Sie waren Abgeordnete seit Gründung der Region Hannover. Mit welchen Emotionen haben Sie die Ehrennadel entgegengenommen?

 Mit gemischten Gefühlen. Ich war 16 Jahre Mitglied der Regionsversammlung. Das ist eine irre, lange Zeit, und ich habe das Amt immer gern gemacht. Aber ich habe jetzt auch eine neue spannende Aufgabe.

 Gab es einen besonderen Erfolg in diesem Zeitraum?

 Ja, das sind die Berufsschulen in der Region, die als Kompetenzzentren auf einen neuen Weg gebracht wurden. Die Schulen sind jetzt gut für die Anforderungen der Zukunft aufgestellt.

 Und etwas, was hätte besser sein können?

 Das sind eher Kleinigkeiten. Ich musste 2017 beim Regionalen Raumordnungsprogramm mitstimmen und somit für den Ausbau der Windenergie an Standorten, die meines Erachtens nicht alle geeignet sind. 

 Was war die wichtigste Entscheidung für Hemmingen?

 Die Stadtbahn wird verlängert. Bei sehr vielen Entscheidungen ist Hemmingen nur mittelbar beteiligt, sie sind aber trotzdem wichtig. Noch einmal das Beispiel Berufsschulen: Es gibt keine in Hemmingen, aber natürlich sind für Hemmingen Schüler und Betriebe gute und zukunftssichere Berufsschulen von großer Bedeutung .

 Wie war denn die Zusammenarbeit mit dem CDU-Regionsabgeordneten Jan Dingeldey, der ebenfalls in Hemmingen wohnt?

 In der ersten Zeit mit Rot-Grün hatten wir wenig Berührungspunkte, die Zusammenarbeit intensivierte sich natürlich mit Rot-Schwarz

 Wo ist die Ehrennadel jetzt?

 Sie befindet sich im Wohnzimmer und wird bei wichtigen Sitzungen und Veranstaltungen wie zum Beispiel beim Neujahrsempfang der Stadt an meinem Blazer geheftet sein.

 Wie waren die ersten Wochen im Landtag? Meist steht viel Formales am Anfang.

 Das war auch so bis zum ersten Plenum im Dezember. Jetzt geht es endlich mit der inhaltlichen Arbeit los. Die Region Hannover ist ein großes Gebilde, deswegen ist die Arbeit im Landtag in einigen Bereichen gar nicht so viel anders. Man arbeitet mit der Regierung zusammen und muss mehr Formalitäten beachten– das ist neu.

 Sie sind Mitglied im Kultusausschuss.

 Das war auch mein Erstwunsch. In der Region war ich elf Jahre im Ausschuss für Schule, Kultur und Sport tätig. Durch die Landtagsarbeit komme ich aber auch mit vielen neuen Themen in Kontakt. Demnächst nehme ich an einem Informationsgespräch mit Fachleuten aus der Fischerei teil – für mich ein völlig neues Thema.

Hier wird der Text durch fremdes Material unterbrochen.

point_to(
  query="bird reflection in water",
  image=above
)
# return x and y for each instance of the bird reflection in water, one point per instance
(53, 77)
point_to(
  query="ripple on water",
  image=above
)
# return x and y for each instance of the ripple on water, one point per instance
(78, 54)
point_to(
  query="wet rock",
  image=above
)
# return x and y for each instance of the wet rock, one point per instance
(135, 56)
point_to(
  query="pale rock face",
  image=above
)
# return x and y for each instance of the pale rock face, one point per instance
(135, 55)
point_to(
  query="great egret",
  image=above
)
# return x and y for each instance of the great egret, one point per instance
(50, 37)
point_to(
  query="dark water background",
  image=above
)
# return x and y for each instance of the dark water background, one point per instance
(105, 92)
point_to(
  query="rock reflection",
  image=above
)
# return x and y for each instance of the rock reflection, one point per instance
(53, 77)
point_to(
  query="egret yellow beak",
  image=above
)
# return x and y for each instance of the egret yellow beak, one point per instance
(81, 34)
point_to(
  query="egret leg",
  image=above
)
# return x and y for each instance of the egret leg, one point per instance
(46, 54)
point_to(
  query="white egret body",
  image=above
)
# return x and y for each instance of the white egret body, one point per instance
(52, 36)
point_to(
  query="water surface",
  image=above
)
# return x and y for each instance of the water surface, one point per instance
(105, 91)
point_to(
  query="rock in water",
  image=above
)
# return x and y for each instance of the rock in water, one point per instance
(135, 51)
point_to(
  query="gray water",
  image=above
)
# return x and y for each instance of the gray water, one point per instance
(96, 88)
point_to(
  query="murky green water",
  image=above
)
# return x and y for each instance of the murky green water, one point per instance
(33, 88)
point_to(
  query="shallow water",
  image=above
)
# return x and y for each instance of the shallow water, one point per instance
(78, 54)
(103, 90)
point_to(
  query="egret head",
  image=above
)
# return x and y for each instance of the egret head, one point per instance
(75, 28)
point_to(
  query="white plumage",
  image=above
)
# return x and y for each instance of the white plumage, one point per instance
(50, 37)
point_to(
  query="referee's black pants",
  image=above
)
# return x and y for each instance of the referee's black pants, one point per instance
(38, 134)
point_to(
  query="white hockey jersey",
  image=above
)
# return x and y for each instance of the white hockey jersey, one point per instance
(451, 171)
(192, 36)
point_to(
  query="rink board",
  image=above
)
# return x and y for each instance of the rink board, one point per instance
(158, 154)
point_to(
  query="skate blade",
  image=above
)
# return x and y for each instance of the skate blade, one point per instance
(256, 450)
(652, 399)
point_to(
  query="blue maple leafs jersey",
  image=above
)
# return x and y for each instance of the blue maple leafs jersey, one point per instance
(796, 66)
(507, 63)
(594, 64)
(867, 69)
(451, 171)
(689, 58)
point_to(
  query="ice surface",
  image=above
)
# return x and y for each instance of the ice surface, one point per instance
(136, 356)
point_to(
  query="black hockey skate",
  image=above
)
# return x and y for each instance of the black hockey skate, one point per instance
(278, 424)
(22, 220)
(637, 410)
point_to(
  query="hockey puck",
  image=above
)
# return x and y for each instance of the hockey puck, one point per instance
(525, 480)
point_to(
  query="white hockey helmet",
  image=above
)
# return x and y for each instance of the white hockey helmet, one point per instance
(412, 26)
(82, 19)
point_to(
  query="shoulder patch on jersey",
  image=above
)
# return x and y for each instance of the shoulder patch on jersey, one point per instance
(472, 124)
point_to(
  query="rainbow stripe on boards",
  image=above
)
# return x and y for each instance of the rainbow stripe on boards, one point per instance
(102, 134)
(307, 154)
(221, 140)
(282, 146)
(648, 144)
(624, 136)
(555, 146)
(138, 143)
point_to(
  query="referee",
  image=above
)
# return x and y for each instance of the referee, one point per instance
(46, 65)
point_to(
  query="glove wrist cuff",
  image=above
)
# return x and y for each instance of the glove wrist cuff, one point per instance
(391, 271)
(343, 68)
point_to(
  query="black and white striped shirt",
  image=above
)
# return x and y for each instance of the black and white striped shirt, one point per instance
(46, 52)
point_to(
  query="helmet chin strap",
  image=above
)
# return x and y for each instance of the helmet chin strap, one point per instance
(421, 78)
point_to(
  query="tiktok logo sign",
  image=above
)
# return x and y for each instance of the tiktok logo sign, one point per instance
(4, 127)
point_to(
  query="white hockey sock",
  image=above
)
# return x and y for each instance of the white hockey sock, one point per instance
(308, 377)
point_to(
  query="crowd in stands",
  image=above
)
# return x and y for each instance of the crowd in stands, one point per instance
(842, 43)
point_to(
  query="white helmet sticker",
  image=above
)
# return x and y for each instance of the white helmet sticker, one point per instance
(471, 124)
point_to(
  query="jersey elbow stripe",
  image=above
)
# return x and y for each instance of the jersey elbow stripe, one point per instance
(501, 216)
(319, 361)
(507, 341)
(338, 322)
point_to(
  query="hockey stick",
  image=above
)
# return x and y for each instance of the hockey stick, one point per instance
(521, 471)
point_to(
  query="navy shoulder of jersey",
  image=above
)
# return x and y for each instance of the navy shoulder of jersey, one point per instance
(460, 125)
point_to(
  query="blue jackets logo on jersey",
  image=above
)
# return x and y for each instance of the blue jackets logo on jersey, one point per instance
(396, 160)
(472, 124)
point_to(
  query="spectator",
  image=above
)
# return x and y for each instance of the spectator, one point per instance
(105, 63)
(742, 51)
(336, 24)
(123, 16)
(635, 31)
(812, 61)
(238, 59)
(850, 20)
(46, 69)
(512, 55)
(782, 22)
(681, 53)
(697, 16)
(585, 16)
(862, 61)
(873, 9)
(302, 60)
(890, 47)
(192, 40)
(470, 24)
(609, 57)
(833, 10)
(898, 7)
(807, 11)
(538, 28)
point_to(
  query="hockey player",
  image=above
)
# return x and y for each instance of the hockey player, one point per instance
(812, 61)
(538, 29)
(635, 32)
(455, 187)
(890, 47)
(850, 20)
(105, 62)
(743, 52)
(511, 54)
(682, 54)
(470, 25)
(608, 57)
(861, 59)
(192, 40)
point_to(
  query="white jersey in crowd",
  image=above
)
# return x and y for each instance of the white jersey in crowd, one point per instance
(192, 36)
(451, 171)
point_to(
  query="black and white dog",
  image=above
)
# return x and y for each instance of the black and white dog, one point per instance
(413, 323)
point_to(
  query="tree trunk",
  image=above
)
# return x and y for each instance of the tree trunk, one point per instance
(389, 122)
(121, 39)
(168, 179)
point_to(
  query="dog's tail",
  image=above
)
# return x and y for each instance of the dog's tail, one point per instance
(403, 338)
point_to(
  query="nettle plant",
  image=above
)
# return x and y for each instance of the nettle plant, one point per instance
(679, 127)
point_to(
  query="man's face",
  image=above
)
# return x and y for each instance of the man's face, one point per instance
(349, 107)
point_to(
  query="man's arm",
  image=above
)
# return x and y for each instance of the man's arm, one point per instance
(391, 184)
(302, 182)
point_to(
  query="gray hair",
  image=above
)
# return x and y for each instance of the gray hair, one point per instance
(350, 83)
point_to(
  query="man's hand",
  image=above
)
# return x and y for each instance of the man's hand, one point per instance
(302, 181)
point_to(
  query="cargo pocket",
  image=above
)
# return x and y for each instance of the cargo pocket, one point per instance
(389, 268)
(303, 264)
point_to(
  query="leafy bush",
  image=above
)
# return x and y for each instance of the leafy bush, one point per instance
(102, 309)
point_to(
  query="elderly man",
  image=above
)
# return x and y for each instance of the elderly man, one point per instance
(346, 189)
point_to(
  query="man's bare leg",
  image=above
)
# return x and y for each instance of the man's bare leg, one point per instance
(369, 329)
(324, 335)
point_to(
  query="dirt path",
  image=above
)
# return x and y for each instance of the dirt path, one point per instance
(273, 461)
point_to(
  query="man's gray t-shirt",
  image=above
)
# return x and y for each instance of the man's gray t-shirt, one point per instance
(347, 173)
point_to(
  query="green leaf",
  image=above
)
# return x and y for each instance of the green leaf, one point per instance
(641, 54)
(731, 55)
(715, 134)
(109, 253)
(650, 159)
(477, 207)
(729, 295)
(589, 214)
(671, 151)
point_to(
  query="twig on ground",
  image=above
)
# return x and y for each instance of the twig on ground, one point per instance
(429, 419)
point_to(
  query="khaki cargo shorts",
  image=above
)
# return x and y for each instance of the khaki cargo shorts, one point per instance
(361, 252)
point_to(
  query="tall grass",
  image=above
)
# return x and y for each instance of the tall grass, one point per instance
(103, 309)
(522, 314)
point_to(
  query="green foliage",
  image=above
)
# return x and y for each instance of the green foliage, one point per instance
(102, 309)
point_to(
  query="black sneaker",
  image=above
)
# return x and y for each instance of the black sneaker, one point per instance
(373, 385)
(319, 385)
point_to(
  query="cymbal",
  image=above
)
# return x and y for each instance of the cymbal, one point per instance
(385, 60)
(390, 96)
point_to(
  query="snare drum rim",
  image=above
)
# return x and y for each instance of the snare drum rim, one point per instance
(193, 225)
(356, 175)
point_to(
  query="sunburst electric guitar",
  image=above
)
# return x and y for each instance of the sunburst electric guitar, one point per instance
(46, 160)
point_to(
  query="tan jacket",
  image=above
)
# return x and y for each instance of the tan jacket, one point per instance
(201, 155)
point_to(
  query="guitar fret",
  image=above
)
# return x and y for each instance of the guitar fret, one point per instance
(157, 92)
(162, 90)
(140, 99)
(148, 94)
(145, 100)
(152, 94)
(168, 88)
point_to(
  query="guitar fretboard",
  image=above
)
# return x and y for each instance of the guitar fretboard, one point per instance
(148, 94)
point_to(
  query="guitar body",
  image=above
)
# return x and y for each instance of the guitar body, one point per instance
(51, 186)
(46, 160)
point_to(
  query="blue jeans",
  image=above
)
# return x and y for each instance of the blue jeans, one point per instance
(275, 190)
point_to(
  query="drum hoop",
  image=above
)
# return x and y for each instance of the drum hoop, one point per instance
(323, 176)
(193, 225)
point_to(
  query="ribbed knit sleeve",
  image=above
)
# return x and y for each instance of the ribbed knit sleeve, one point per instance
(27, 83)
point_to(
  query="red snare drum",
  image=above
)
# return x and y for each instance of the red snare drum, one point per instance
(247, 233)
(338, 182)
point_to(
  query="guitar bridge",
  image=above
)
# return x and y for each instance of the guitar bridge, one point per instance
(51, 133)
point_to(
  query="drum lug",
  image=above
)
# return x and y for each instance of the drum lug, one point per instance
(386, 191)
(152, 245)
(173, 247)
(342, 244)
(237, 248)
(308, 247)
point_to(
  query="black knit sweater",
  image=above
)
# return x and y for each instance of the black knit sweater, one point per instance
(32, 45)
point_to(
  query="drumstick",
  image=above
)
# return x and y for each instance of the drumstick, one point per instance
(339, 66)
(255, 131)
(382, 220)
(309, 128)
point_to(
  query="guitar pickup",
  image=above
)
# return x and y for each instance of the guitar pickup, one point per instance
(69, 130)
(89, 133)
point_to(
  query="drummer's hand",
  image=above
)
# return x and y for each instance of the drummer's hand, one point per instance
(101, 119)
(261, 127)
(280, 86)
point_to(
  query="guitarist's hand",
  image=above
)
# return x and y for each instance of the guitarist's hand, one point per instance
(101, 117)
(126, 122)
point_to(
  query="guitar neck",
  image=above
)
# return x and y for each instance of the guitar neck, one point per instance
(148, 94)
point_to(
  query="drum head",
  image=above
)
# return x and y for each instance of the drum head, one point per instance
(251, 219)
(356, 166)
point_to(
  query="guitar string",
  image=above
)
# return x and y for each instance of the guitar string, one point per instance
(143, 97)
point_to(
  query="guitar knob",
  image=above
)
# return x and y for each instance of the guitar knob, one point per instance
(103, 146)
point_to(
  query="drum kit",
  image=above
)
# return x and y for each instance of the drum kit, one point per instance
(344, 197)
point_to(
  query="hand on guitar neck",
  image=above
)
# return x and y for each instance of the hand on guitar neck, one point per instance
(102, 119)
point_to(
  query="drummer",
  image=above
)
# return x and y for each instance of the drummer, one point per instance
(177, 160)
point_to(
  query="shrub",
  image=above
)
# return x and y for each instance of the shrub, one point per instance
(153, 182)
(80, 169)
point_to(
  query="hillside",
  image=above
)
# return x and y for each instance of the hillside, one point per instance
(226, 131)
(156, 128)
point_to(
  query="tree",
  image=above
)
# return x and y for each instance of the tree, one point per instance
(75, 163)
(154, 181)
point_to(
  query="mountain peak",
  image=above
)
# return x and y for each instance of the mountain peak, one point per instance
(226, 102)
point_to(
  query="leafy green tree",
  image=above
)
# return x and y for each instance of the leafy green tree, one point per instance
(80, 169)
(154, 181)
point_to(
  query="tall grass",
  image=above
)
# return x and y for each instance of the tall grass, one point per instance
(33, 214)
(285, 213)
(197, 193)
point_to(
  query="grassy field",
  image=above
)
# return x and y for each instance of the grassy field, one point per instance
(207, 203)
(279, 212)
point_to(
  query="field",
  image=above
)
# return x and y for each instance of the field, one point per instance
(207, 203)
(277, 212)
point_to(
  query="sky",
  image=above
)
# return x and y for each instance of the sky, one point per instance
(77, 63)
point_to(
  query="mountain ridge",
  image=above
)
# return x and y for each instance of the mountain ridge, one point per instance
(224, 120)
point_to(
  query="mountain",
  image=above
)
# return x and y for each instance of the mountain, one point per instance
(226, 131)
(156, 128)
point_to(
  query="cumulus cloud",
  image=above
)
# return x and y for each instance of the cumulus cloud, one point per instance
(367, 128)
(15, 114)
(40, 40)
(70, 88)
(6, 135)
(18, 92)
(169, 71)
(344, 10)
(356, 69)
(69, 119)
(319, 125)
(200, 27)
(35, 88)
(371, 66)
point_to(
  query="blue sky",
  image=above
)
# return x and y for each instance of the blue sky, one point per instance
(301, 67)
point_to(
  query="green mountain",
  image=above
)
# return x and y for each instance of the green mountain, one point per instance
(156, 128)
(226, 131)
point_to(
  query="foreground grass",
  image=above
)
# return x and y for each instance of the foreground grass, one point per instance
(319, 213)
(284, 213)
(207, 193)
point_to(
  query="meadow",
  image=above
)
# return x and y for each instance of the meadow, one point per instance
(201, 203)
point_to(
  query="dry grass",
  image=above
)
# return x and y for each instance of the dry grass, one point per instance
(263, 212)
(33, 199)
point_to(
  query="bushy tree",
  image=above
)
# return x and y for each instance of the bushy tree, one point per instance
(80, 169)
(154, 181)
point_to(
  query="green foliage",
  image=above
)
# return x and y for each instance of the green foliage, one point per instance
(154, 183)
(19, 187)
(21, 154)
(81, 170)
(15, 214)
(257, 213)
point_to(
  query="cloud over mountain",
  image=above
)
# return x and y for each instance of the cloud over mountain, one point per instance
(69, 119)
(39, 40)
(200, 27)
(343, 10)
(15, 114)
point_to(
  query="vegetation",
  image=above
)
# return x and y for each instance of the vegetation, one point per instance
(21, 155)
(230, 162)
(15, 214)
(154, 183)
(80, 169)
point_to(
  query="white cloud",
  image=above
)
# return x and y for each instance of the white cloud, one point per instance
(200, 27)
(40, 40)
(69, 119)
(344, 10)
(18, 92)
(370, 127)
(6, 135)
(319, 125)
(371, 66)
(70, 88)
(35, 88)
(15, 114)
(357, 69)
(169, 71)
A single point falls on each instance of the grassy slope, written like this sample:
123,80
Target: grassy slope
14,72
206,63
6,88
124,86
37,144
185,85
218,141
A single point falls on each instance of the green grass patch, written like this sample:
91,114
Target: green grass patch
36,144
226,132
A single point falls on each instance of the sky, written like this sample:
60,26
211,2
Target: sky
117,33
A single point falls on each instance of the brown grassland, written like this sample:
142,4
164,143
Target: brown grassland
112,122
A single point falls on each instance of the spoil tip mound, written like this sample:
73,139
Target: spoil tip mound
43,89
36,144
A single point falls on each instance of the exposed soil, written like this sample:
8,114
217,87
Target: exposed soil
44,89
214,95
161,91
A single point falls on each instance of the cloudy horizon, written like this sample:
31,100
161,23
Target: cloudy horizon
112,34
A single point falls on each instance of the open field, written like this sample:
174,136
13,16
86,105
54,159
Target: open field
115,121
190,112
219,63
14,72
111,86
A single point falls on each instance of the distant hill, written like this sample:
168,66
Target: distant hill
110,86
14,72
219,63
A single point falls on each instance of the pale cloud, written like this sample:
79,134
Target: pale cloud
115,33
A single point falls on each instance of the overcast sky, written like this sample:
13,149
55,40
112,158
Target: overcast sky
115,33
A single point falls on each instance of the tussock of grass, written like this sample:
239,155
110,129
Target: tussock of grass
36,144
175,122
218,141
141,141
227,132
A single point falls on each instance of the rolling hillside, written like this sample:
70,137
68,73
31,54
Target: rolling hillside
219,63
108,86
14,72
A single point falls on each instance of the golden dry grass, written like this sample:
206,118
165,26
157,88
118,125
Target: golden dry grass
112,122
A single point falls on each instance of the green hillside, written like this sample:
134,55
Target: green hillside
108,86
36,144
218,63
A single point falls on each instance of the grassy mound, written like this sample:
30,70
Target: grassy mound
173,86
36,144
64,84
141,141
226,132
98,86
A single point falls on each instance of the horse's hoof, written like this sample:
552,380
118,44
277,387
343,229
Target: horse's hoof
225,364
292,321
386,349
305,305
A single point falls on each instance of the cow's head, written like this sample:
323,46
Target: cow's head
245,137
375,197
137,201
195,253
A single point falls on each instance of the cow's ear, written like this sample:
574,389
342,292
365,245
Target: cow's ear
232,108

 In Hemmingen sind sie Ratsvorsitzende, stellvertretende Ratsfraktionsvorsitzende und Parteichefin der SPD. Wird Ihnen das nicht alles zuviel?

 Die Ämter möchte ich gern weiter bekleiden. Die Ratsarbeit in Hemmingen ist abends, das lässt sich gut mit der Landtagsarbeit in Hannover kombinieren.

 Stimmt es, dass Sie im ZDF-Jahresrückblick zu sehen waren?

 Ja, das stimmt. Ich habe am Abend der Landtagswahl im Oktober 2017 an der Wahlveranstaltung im Alten Rathaus in Hannover teilgenommen und stand bereits mit dem Bundestagsabgeordneten Matthias Miersch auf der Bühne. Dann sind weitere Genossen auf die Bühne gekommen und wir haben eine La Ola-Welle gemacht. Das wurde gefilmt, und im Rückblick und auch in der „heute-show“ gezeigt.